The Employment Permits (Amendment) Act 2014 (the "Act")

A new and improved work permit regime came into operation on the commencement of the Employment Permits (Amendment) Act 2014 on 1 October 2014. There are now nine categories of employment permit each with a separate application form. The categories are: Critical Skills (previously called the Green Card), Intra-Company Transfer, Dependant/Partner/Spousal, General (previously called the Work Permit), Contract for Services, Reactivation, Internship, Sports and Cultural and Exchange Agreements.

The Act addresses the deficiencies identified in the case of Hussein v The Labour Court where a foreign national could not enforce employment rights where the High Court found that his contract of employment was unlawful, due to his failure to have any employment permit. The Act provides that it is a defence for the foreign national to the charge of having been without an employment permit where the foreign national can show that all reasonable steps to comply with the requirement were taken by him/her.

Non-Compete Clauses – What is a reasonable restriction?
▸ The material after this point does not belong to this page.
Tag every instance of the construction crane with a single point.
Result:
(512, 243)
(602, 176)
Levinwick Limited v. Hollingsworth [2014] IEHC 333

A non-compete clause in an employment contract will be enforceable if it is reasonable – but what is reasonable?

This case examined the reasonableness of the non-compete clause in the defendants contract of employment. The defendant was a Pharmacy Manager with the plaintiff company in Celbridge, Co. Kildare. 10 months after his employment with the plaintiff came to an end he sought to take up the role of Pharmacy Manager with another pharmacy also based in Celbridge. The non-compete clause in his contract of employment stated that the Defendant would not take up similar employment with a pharmacy within a two mile radius of the plaintiff's pharmacy for a period of 24 months after the termination of employment.

The court dismissed the action by the plaintiff and held that the nature of the defendant's role as pharmacy manager did not give rise to such a personal connection with customers in the pharmacy that the restriction was necessary to protect the goodwill of the plaintiff's business.

Post-termination restrictive covenants are enforceable but it is important that advice is taken when drafting the clause to ensure that it achieves your objective. Whilst you cannot stop a person working, you can certainly take steps that will reasonably protect your business.

Discrimination in the Workplace – Is obesity a disability

Karsten Kaltoft v. Kommunernes Landsforening

Being severely overweight may now be considered a disability if it restricts the employee's ability to participate in his or her normal duties. This is the position following the ECJ's significant ruling in the Kaltoft case. The ECJ held that the Danish childminder Mr. Kaltoft, was entitled to protection on the basis that his obesity amounted to a disability. However it did qualify this by stating that the obesity only constituted a disability if it affected an employee's ability to take part fully in everyday professional life and the court gave the example of reduced mobility.

In light of this employer's will need to consider making reasonably accommodation for an employee if he or she is considered obese for example by considering larger office furniture, wider car parking spaces etc.

The content of this article is intended to provide a general guide to the subject matter. Specialist advice should be sought about your specific circumstances.